AUTHOR'S NOTE: This story is based on my version of Cable and Wisdom's first meeting, related briefly in True Believers. Many thanks to Luba for never letting me forget this little story; Luba, I promise not to wait another year before I finish this....;) I've even got part three started already! ;)

Rated PG for some bad language.....;)


*Bloody--fucking--hell.* I put on my best innocent face - it took something of an effort at the moment - and stared right back at the man I was supposed to kill. "Following you?" I asked, letting bewilderment creep into my voice. "Sorry to burst your bubble, mate, but I think you've gotten me mixed up with someone else."

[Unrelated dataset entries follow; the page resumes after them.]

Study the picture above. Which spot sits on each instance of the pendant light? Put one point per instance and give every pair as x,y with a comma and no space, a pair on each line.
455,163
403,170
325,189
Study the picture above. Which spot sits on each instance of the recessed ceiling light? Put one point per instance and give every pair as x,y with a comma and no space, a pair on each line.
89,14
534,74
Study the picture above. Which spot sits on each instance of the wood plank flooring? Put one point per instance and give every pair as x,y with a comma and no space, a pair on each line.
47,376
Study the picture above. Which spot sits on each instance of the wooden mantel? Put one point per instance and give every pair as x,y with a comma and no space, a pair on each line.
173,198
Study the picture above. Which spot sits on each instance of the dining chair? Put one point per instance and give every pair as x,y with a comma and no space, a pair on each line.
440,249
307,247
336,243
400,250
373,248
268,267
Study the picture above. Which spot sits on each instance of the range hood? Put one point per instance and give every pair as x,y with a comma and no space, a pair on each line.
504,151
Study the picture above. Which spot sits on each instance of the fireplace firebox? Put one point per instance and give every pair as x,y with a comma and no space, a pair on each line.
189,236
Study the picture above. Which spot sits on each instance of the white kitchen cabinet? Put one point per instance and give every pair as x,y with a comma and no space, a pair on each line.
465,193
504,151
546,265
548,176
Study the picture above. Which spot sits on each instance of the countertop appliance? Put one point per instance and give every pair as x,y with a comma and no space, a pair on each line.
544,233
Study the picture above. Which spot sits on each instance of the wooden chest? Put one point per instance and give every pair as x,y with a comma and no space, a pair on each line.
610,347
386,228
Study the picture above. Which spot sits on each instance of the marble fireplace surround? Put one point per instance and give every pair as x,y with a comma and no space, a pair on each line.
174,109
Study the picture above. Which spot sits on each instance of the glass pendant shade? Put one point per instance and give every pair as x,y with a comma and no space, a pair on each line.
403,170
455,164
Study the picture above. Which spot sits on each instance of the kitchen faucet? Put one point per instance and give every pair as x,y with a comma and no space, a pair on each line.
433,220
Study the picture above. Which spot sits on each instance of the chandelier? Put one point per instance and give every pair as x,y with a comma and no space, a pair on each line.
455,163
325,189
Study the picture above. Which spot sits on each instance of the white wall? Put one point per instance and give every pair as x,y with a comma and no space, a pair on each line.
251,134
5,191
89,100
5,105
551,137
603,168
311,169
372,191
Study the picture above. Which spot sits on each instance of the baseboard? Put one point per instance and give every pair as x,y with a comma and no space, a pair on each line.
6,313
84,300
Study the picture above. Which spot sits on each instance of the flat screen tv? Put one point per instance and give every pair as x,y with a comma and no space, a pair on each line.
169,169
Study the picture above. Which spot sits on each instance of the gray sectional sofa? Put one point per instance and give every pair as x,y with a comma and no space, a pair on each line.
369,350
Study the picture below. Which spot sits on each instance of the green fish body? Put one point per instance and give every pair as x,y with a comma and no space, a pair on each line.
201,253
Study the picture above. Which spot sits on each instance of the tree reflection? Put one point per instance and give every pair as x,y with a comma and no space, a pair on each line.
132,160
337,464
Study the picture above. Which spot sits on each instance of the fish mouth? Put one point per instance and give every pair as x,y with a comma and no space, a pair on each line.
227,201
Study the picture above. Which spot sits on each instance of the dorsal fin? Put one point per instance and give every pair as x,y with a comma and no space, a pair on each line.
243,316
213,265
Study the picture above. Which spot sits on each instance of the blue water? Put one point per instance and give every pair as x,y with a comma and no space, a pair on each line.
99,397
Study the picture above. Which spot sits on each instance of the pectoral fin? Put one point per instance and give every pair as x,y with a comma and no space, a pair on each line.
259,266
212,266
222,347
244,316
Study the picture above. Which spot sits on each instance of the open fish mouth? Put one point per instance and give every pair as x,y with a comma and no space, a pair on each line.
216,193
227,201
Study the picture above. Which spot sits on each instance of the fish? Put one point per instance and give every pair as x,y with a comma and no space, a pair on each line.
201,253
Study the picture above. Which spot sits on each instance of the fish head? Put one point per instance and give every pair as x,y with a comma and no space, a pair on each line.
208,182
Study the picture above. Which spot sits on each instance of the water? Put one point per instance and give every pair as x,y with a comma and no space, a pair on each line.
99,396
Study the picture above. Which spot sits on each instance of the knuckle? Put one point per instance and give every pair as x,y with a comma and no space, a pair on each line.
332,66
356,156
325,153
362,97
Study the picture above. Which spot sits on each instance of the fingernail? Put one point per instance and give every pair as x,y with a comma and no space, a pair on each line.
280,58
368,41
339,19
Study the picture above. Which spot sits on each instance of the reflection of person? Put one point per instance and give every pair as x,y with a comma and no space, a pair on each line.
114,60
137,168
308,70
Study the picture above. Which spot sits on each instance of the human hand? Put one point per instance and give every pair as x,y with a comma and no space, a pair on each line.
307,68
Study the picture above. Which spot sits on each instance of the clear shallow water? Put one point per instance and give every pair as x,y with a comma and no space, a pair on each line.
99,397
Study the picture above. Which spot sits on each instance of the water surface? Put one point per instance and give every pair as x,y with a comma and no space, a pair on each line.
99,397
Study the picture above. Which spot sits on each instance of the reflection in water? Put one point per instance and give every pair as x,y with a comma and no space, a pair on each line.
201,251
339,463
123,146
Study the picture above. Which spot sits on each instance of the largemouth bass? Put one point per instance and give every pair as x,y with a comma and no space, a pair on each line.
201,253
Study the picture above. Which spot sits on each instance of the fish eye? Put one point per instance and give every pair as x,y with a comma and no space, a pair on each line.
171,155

"Oh, I doubt that," Cable said, that sardonic smile returning. "You've been trailing me for three days, intending to put me out of your employers' misery." I swallowed, and his smile actually widened, his eyes boring into me with an intensity that made me flinch. "You think too loudly, Mr. Wisdom."

Well, the meaning behind that was more or less perfectly bloody clear. I made a mental note to kill Walsingham at the soonest possible opportunity. *Bloody bureaucrats--you'd think they'd bloody well tell me if my target was a sodding telepath!*

"Life's just full of surprises, isn't it?" Cable asked, stepping up to the bar and calling something out to the bartender in fluent-sounding Spanish. The man came over and served us both, giving Cable a wary look as he did. Cable merely smirked and paid him, only then turning back to me. "Have a drink, kid. You look like you need it."

"Not that I'm not grateful for the drink, mate," I said almost desperately, "but I really don't know what the bloody hell you're talking about."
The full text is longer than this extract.